Let’s say a salesperson schedules a demo with a lead before they’re ready. They may tell you that the prospect is likely to make a purchase, however, this method will determine that they are unlikely to make a purchase because they have only been speaking with the salesperson for a few weeks.
Additionally, this technique can be applied to a variety of sales cycles. An average lead can take up to six months to buy, but referrals can take as little as one month, and leads from trade exhibitions can take up to eight months. Each deal can be grouped by average sales length
You’ll need to keep track of how and when leads join your salespeople’s pipelines to receive accurate results. Your reps will spend a lot of time manually inputting data if your CRM doesn’t interface with your marketing software and doesn’t automatically log interactions.
EXAMPLE OF LENGTH OF SALES CYCLE FORECASTING EXAMPLES
Assume your typical sales cycle is four months. If a sales rep has been pursuing an account for two months, your prediction will indicate they have a 50% chance of closing the deal.
PROS OF LENGTH OF SALES CYCLE FORECASTING EXAMPLES
- Calculations are objective
- Lead sources can be better integrated into more accurate opportunities
CONS OF LENGTH OF SALES CYCLE FORECASTING EXAMPLES
- It needs carefully tracked data to work
- The calculation don’t always consider the type of opportunity or its size
HISTORICAL FORECASTING METHOD
Looking at the matching time period and assuming your results will be equal to or larger than those results is a quick and dirty technique to anticipate the amount you’ll sell in a month, quarter, or year. This is a projection based on previous sales.
It’s important to keep in mind, this technique does not account for seasonality. It’s also predicated on the assumption that customer demand is continuous. However, if something unusual occurs, your model will not hold up.
Finally, rather than being the cornerstone of your sales forecast, historical demand is best when used as a standard.
EXAMPLE OF FORECASTING METHOD
Let’s suppose your team made $90,000 in monthly recurring revenue (MRR) in July.
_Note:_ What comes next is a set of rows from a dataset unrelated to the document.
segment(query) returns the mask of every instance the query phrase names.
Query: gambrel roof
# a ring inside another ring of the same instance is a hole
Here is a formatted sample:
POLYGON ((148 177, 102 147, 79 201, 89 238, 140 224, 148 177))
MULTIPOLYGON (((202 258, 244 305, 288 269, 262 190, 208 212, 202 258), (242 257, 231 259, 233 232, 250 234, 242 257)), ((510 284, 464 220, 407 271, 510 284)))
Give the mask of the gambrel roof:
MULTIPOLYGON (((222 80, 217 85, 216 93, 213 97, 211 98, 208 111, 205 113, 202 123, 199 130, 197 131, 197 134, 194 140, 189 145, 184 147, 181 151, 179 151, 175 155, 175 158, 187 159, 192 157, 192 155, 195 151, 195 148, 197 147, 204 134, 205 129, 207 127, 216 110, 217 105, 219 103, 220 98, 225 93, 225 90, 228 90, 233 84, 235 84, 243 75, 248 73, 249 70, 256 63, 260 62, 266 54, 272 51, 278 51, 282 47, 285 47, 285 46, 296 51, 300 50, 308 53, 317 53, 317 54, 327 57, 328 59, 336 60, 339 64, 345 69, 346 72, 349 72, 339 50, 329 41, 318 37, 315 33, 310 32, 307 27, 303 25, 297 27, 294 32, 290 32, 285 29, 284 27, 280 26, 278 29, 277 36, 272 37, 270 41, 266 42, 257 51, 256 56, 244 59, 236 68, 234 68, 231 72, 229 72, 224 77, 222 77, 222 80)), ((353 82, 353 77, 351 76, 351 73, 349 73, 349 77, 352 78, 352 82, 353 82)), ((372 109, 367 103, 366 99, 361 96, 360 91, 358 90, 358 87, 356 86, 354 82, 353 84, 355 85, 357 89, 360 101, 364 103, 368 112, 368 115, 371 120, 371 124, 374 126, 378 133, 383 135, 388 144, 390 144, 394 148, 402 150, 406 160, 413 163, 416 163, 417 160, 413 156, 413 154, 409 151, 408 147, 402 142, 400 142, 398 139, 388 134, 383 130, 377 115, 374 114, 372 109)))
According to this theory, they should sell for $90,000 or more in August.
By including your previous growth, you can make this projection more sophisticated. A realistic figure for August would be $095,400 if you continually raise sales by 6% each month.
PROS OF FORECASTING METHOD
- It’s quick and easy
- The information is historically accurate which is helpful in stead markets
CONS OF FORECASTING METHOD
- Does not consider buyer demand
- It doesn’t account for the seasonality of market change
PIPELINE FORECASTING TECHNIQUE
If you don’t have software to perform your calculations, the pipeline sales forecasting method can take a long time, sometimes too long. It analyses each opportunity in your pipeline and evaluates its odds of closing based on company-specific criteria such as the rep’s personal success rate and opportunity value.
This form of predicting is based on your capacity to supply high-quality data. If you make a mistake with the numbers or employ skewed data, your predictions will be worthless.
To get the most out of this strategy, make sure your reps are consistently entering correct, current data into their CRM.
EXAMPLE OF PIPELINE FORECASTING
All current deals in your sales team’s pipeline would receive a high possibility of closing if your sales team routinely closes deals worth $5,000 to $8,000 within 60 days.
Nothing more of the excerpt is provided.